Outro ponto levantado pelo diretor jurídico da Ripple envolve a convergência entre finanças tradicionais e mercado de criptomoedas. Na avaliação dele, o usuário já não precisa escolher entre um sistema e outro. Ao mesmo tempo, os dois ambientes começam a se tornar interoperáveis dentro dos mesmos aplicativos e interfaces financeiras usados no dia a dia.

“Não é uma escolha entre um ou outro. Não é como se você tivesse de usar criptomoedas ou usar serviços financeiros tradicionais. Acho que agora estamos em um mundo em que usamos os dois, e ambos estão se tornando intercambiáveis e interoperáveis”, disse Alderoty.

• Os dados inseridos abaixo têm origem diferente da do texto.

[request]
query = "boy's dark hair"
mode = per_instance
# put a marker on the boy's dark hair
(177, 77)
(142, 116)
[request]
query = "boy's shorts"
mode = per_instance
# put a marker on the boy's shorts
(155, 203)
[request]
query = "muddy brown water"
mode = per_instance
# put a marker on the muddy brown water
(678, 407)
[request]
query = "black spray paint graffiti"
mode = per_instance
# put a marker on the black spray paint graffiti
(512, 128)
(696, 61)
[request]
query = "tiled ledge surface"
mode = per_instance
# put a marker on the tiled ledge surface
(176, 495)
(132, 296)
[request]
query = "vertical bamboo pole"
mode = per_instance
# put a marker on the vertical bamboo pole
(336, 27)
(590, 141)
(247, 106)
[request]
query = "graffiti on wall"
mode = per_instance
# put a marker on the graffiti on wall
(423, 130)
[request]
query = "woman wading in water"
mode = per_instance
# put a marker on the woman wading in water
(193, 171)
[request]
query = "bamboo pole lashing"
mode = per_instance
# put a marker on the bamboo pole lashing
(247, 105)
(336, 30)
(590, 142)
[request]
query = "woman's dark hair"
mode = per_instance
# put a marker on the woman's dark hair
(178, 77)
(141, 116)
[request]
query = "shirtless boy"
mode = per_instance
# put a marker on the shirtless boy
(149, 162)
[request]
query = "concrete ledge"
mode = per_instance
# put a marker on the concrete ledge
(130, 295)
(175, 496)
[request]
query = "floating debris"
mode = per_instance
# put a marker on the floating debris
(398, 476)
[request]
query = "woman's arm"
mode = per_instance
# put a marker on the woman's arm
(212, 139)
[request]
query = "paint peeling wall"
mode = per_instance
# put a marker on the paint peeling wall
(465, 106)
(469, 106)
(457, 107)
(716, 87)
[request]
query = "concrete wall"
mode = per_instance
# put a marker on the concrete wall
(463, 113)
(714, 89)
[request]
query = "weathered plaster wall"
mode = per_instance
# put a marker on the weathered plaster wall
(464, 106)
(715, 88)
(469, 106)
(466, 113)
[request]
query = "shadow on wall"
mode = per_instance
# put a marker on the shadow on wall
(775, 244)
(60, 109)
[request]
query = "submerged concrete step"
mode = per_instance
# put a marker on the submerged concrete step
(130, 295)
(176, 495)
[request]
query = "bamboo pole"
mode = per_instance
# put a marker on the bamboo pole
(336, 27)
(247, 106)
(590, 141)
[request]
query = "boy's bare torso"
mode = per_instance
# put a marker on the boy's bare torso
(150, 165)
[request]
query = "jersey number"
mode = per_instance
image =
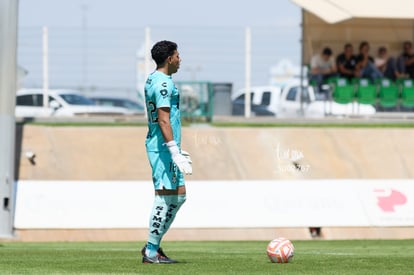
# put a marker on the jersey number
(152, 112)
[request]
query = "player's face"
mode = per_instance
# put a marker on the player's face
(174, 61)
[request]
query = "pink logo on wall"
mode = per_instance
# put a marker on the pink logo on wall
(388, 202)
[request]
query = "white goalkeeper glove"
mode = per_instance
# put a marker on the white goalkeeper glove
(182, 160)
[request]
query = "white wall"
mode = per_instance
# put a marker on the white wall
(218, 204)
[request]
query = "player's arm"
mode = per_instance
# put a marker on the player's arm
(182, 160)
(164, 123)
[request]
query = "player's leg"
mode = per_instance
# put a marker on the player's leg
(170, 194)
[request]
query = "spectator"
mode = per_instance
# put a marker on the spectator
(346, 62)
(365, 63)
(322, 67)
(385, 64)
(405, 62)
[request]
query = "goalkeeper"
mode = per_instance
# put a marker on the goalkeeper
(167, 161)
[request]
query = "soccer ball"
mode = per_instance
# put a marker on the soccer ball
(280, 250)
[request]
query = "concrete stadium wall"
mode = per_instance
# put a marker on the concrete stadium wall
(118, 153)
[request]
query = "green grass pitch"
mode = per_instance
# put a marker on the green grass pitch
(226, 257)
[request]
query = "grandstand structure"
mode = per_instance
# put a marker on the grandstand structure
(241, 155)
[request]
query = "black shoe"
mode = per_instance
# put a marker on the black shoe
(160, 258)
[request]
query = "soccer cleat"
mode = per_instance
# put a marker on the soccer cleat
(160, 258)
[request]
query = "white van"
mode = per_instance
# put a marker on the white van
(29, 103)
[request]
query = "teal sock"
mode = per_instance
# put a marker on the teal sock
(163, 213)
(151, 249)
(174, 204)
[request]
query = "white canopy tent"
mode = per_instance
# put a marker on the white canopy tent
(334, 11)
(336, 22)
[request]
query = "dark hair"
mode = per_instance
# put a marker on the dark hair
(327, 51)
(382, 49)
(348, 45)
(363, 44)
(162, 50)
(407, 42)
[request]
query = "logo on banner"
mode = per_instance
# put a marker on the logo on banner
(388, 202)
(288, 160)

Para explicar esse processo, ele comparou a adoção das criptomoedas à transição para os smartphones. Segundo o executivo, os consumidores não abandonaram os celulares antigos de uma só vez. A mudança ocorreu de forma gradual, à medida que a nova tecnologia se mostrou útil o bastante para entrar naturalmente na rotina.

Da mesma forma, Alderoty argumentou que as criptomoedas podem seguir caminho semelhante conforme plataformas financeiras tradicionais passem a oferecer ativos digitais dentro de produtos já conhecidos. Em outras palavras, a cripto deixa de parecer algo separado e passa a operar como mais uma fonte de recursos dentro de uma estrutura financeira mais ampla.

“Vou poder chegar ao caixa do Walmart e usar meu aplicativo OnePay. E poderei configurar esse aplicativo para decidir: quero pagar em dinheiro, com cartão de débito, com cartão de crédito ou com minha carteira de criptomoedas? E essa transação vai acontecer nos bastidores”, afirmou.

Além disso, ele disse que o consumidor talvez nem precise sinalizar que está pagando com criptomoedas. Segundo Alderoty, a experiência poderá se tornar tão fluida quanto um pagamento por aproximação com Apple Pay.

Ripple, gerações e preço do XRP entram no radar

O relatório da National Cryptocurrency Association também detalhou a adoção por faixa etária. De acordo com Alderoty, 18% dos novos detentores estão entre 18 e 24 anos. Por outro lado, 28% dos usuários têm mais de 55 anos. Para ele, esse recorte reforça um movimento geracional mais amplo.

Segundo o executivo, os mais jovens já entram em um ambiente financeiro no qual as criptomoedas fazem parte da oferta de produtos. Ao mesmo tempo, consumidores mais velhos também aderem à tecnologia, em vez de ficarem à margem desse mercado. Assim, o setor avança em várias faixas etárias e amplia sua base de usuários.

Alderoty observou ainda que o segmento continua jovem, com cerca de 15 anos de existência. Ainda assim, ele avalia que usuários da geração Z, millennials e geração X tendem cada vez mais a tratar as criptomoedas como um componente normal das finanças. Nesse contexto, ativos como o XRP seguem no centro desse debate sobre integração financeira.

“Eles nunca vão crescer em um mundo em que as criptomoedas não façam parte do conjunto de produtos financeiros disponíveis para uso”, disse.

No momento da publicação da notícia original, o XRP era negociado a US$ 1,32.

Gráfico do preço de XRP
XRP segue em movimento lateral no gráfico diário. Fonte: TradingView

Em suma, a leitura apresentada por Stuart Alderoty combina três pontos centrais. Primeiro, 67 milhões de americanos já possuem ou usam ativos digitais. Em segundo lugar, 12 milhões de novos participantes entraram nesse mercado em apenas um ano. Por fim, a integração progressiva das criptomoedas a pagamentos, investimentos, custódia e serviços financeiros tradicionais avança nos Estados Unidos, enquanto o XRP aparecia cotado a US$ 1,32 no momento da publicação original.